Recurrence and survival prediction in HCC
In routine clinical settings, LR is preferred as the first-line treatment option for HCC patients at an early stage and with preserved liver function, whereas liver transplantation (LT) is recommended for end-stage HCC patients with clinically proven portal hypertension and early-stage HCC meeting the Milan criteria. For patients who are not suitable for LR or LT (Barcelona Clinic Liver Cancer (BCLC) stage 0-A and some selected BCLC stage B), non-surgical local ablation techniques are considered as best choices[27,28,57,58]. However, post-treatment recurrence remains a thorny problem that hinders clinical management progress and patient survival[59-65]. Therefore, it is of emerging significance to preoperatively predict the recurrence risk after treatments.
Several radiomics studies based on preoperative CT or MRI have yielded favorable performance in post-LR ER predictions[66-72]. In a recent multi-center study by Ji et al, recurrence-related radiomic features were extracted from preoperative CECT images of 295 surgically proven HCC patients from three independent institutions and then built with LASSO and Cox regression. The two radiomics-based models presented better prognostic ability [concordance index (C-index): 0.77, P < 0.05)], lower prediction error (integrated Brier score: 0.14), and better clinical usefulness than rival models and staging systems. Another mp-MRI based radiomics study by Zhao et al established radiomics models deriving from in-out-phase T1WI, T2WI, DWI, and CE-MRI images. The combined nomogram integrating the Rad score and clinicopathologic-radiologic (CPR) risk factors showed better discrimination and clinical utility than the CPR and radiomics models alone (AUC: 0.873 vs 0.742, respectively).
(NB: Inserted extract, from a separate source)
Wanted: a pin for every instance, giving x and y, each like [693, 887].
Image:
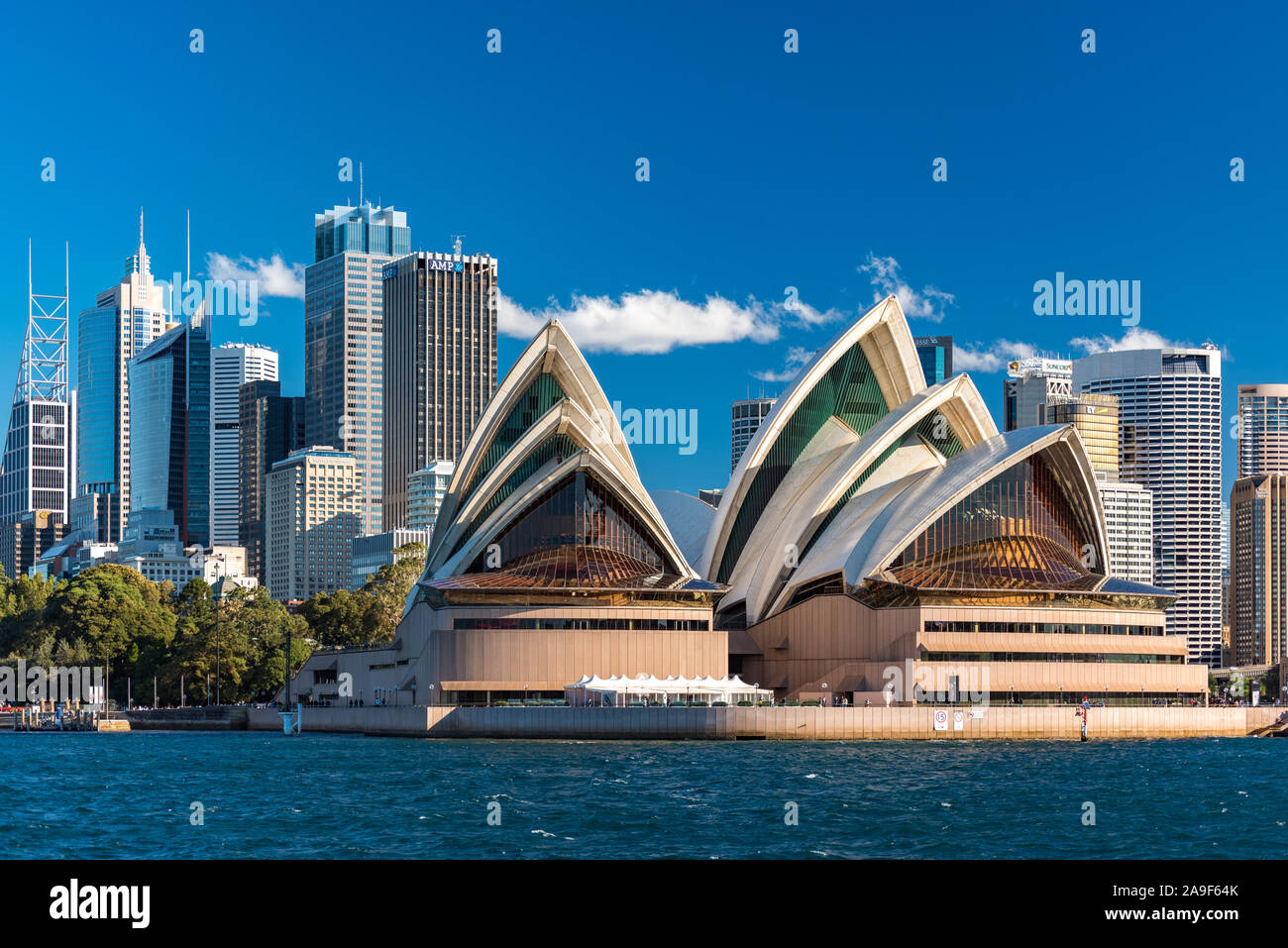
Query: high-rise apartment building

For recurrence predictions for HCC after LT, Guo et al also combined the CT-based radiomics signature and clinical risk factors to develop and validate a radiomics nomogram in LASSO and Cox regression algorithm, which achieved good predictive performance for recurrence-free survival with a C-index of 0.785 (95%CI: 0.674-0.895) in the training set and 0.789 (95%CI: 0.620-0.957) in the validation set. As for HCC patients who underwent ablation, Yuan et al extracted radiomics features from three-phase preoperative CECT images (AP, PVP, and parenchymal phase), selected the significant features by mMRM, and then built a radiomics signature using LASSO and Cox regression. Similarly, the PVP-combined model adding the clinicopathological factors produced the best predictive performance to predict ER after curative ablation with a C-index of 0.792 (95%CI: 0.727-0.857) in the training set and 0.755 (95%CI: 0.651-0.860) in the validation set.
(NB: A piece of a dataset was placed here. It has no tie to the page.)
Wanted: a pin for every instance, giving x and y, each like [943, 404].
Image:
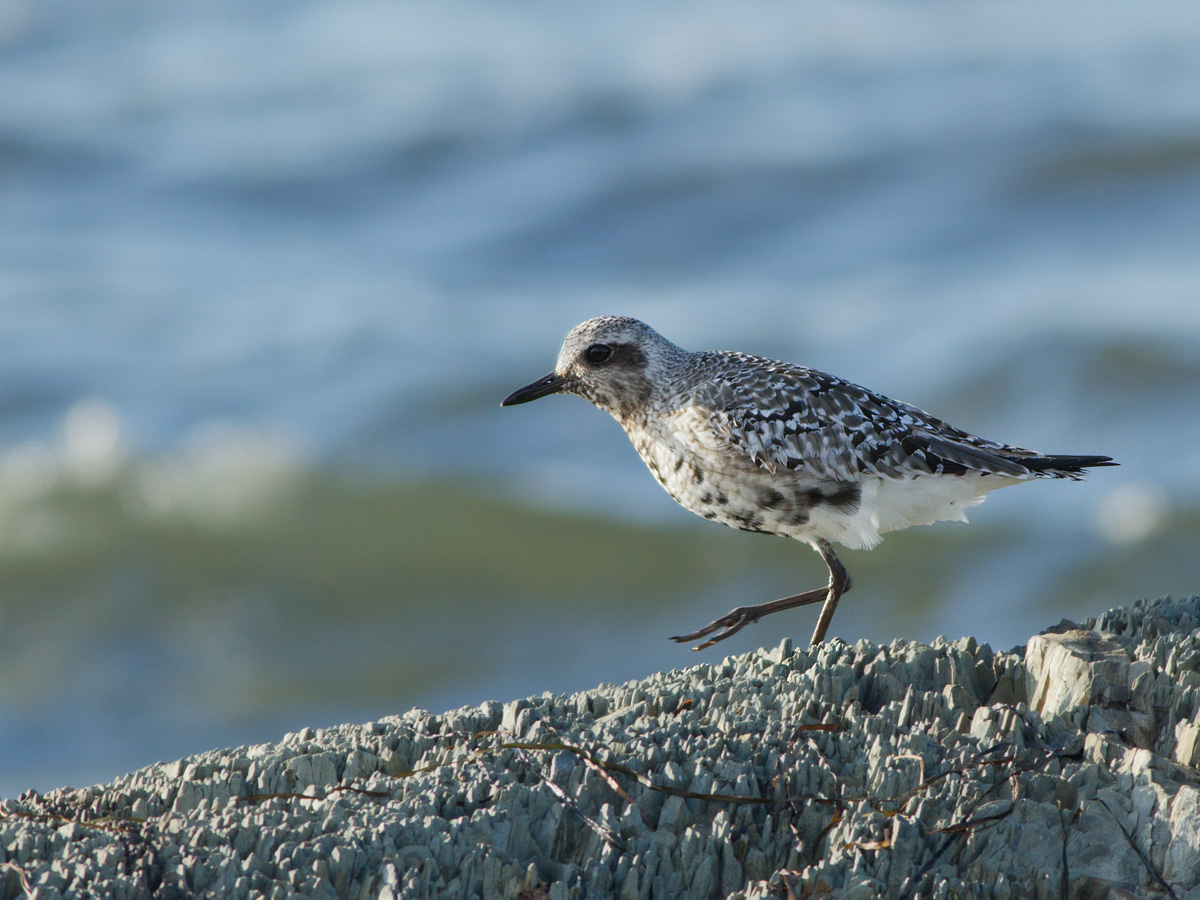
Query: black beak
[552, 383]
A radiomics approach has demonstrated encouraging results in survival analysis of post-treatment HCC patients[75-78]. In a recent multi-center study, Wang et al worked on predicting the 5-year survival of HCC patients after LR using an MRI-based radiomics model. They built radiomics signatures with an RF method and developed a combined model incorporating radiomics signatures and clinical risk factors, which obtained good calibration and satisfactory discrimination for survival prediction with an AUC of 0.9804 in the training set and 0.7578 in the validation set. Kim et al predicted the overall survival (OS) of HCC patients who underwent TACE with the use of a pretreatment CT-based radiomics model. They applied LASSO-Cox regression algorithm for optimal survival-related feature selection and constructed a predictive model combining radiomics signature with clinical factors. The results suggested that the composite model can better predict the OS after TACE (HR: 19.88, 95%CI: 6.37-92.02, P < 0.001) compared with radiomics and clinical models only. In these studies, a substantial growth was observed in the performance of the state-of-the-art conventional models when adding the radiomics signature. They demonstrated the considerable value of radiomics approach to predict the ER risk and survival conditions of post-treatment HCC patients, which may facilitate personalized risk stratification and enlighten a new way for further clinical decision-making for HCC patients.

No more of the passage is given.